Le nom Koroviev vient du mot russe корова [korova] ou vache. Cela nous rappelle le Veau D'or avec lequel Méphistotelès célèbre l'omnipotence de l'argent dans l'opéra Faust de Charles Gounod (1818-1895).

Plus tard dans le roman, Woland va l'a allouer un deuxième pseudonyme, Fagott. Cela se passera dans le chapitre 12, pendant le spectacle dans le théâtre des Variétés. Ce pseudonyme le raccorde aux nombreux thèmes musicaux dans le roman. Son aspect nous fait penser au long instrument à vent qui peut avoir deux mètres de longueur et qui a un large registre. Fagott a la capacité de changer sa voix.

Votre oncle de Kiev

Dans le chapitre 18, l'oncle de Kiev arrivera après avoir reçu un télégramme de Moscou.

Le tramway

Le tramway qui va décapiter Berlioz apparaît au tournant du passage Ermolaïevski, pour prendre «la ligne nouvellement installée de la rue Bronnaïa». Boulgakov était obligé de mentionner que cette ligne était nouvellement installée parce que la plupart des historiens sont d'accord pour dire qu'il n'y avait aucune ligne de tramway à cet endroit. Mais l'influence du roman de Boulgakov est tellement importante que beaucoup de Moscovites «se souviennent» d'une telle ligne.

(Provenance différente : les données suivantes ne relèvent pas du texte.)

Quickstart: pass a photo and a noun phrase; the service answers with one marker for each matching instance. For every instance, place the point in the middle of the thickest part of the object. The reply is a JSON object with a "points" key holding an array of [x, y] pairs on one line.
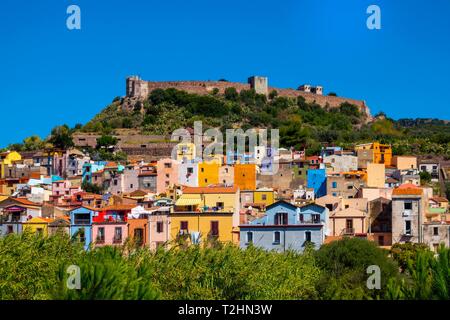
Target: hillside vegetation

Boulgakov n'aimait pas les tramways. Un de ses appartements était à côté d'une ligne de tramway et le crissement des freins l'irritait jour et nuit. Les tramways sont «bondés, étouffent les gens, serrés sur les rails. Les gens sont suspendus sur les ailes et les marchepieds, comme des lapins».

Le brassard rouge

Selon les traducteurs français, Berlioz distingue le brassard rouge de la conductrice. Mais cette traduction n'est pas exacte. Boulgakov a décrit son алая повязка [apalia poviazka] ou foulard vermeil. Les traducteurs néerlandais l'ont traduit correctement. Ils ont décrit le foulard rouge de la conductrice.

Ce foulard prouve encore une fois que la prédiction de Woland était exacte: un tel foulard rouge était le signe que la conductrice était un membre du Komsomol.